马尔克斯逝世了,走过了他多姿多彩又风光无限的一生。不仅对于哥伦比亚,即使对于拉丁美洲,对于西班牙语世界,对于全球而言,都是一个无法弥补的损失,尽管这一天迟早会来。而对中国读者与中国文学而言,马尔克斯更是无法被替代的 “Maestro”(大师 /先生)。作为中国最早同步译介的诺贝尔文学奖得主,马尔克斯对 80年代以降中国文学的影响是不可估量的。

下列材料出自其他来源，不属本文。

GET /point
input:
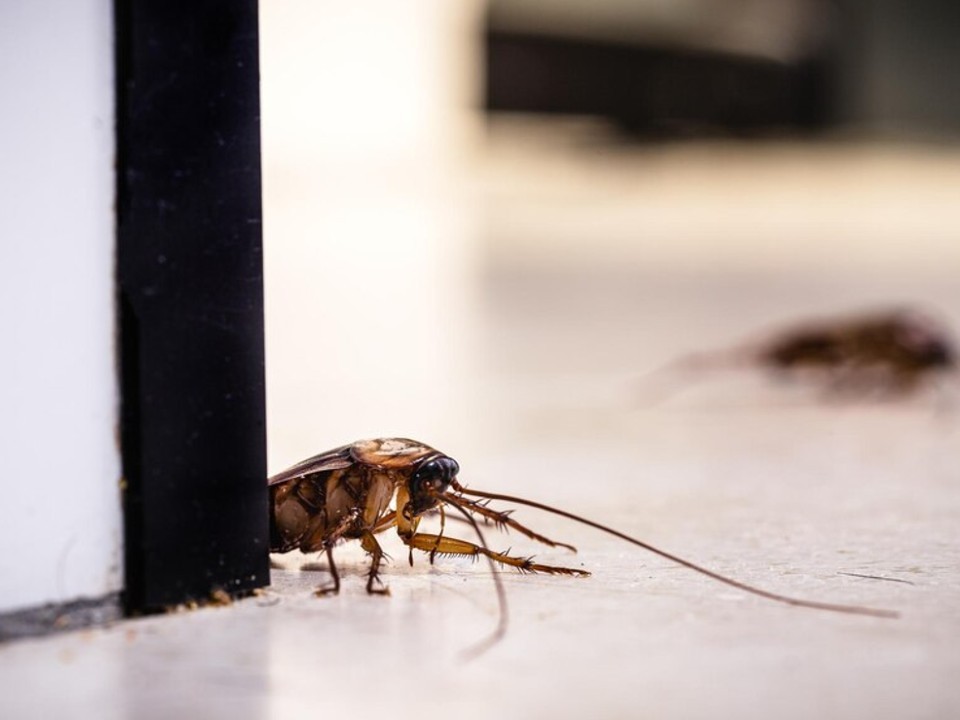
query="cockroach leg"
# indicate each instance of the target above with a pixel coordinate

其实早在 1982年马尔克斯得奖之前,他已经进入大陆西语文学界的视野。人民文学出版社于文革中创办的内部刊物《外国文学情况》 1975年1月出版了一期拉美文学专辑,其中首次介绍了“哥伦比亚的新流派小说《一百年的孤独》 ”。作者称“这是一本所谓 ‘幻想文学或‘魔术现实主义 的新流派小说”。虽然文章也客观描述了《百年孤独》在世界文坛所引起的轰动,但却给予严厉的批判。不过,这种批判主要不是从小说艺术或作品主题出发,而是因为“苏修紧紧跟随于西方之后,吹捧加西亚 ·马尔盖斯的《一百年的孤独》是‘充满真正的人道主义精神的小说”,所以文章将主要精力用于揭露苏联“用卑劣手段拉拢拉丁美洲作家”的目的之上。 1976年2月同一本杂志介绍马尔克斯刚刚出版的新作《家长的没落》时,认为小说没有以政治和阶级观点分析拉美独裁政治的根源,而是用“魔术现实主义”手法将独裁者神奇化了。“文革”结束后,陈光孚在 1979年发表于《外国文学动态》的《拉丁美洲当代小说一瞥》中再次提到了这种被称之为“魔术现实主义”的新流派及马尔克斯的《百年孤独》,虽然意识形态批评的力度有所缓和,但作者还是在同传统现实主义小说的对比中,流露出更加认同于后者的情绪。 1979年第 8期《外国文艺动态》发表了林一安的《哥伦比亚魔幻现实主义作家加西亚 ·马尔盖斯及其新作〈家长的没落〉》,文章引用了美国《时代》周刊的推荐以及拉美文学界的众多褒扬之词,这是大陆第一次正面评价马尔克斯的作品及其创作手法。 1980年开始,他的作品开始陆续被翻译。《外国文艺》 1980年第 3期刊登了“马尔克斯短篇小说四篇”,包括《格兰德大妈的葬礼》《咱们镇上没有小偷》《礼拜二午睡时刻》《纸做的玫瑰花》,这是最早公开发表的汉译马尔克斯作品。该杂志 1981年第 6期又发表了李德明、蒋宗曹、尹承东合译的中篇小说《一件事先张扬的人命案》。《世界文学》虽然也感到马尔克斯的意义非比寻常,但他们认为应该发表作家最具代表性、最重要的作品,于是定于 1982年第 6期选登陈泉等三位译者合译的《百年孤独》片段。在修改校样的时候,得到马尔克斯得奖消息,于是当时负责西语文学的编辑林一安在发表时加上 “1982年诺贝尔文学奖得主”等字样。同时出版的《外国文艺》也登出了“加西亚 ·马尔克斯获 1982年度诺贝尔文学奖”的消息,并趁势打出上海译文出版社出版其短篇小说集的广告。 1983年第 2期《外国文艺》上又全文发表了马尔克斯的得奖演说《拉丁美洲的孤独》。马尔克斯是中国媒体第一次同步介绍的诺贝尔文学奖得主。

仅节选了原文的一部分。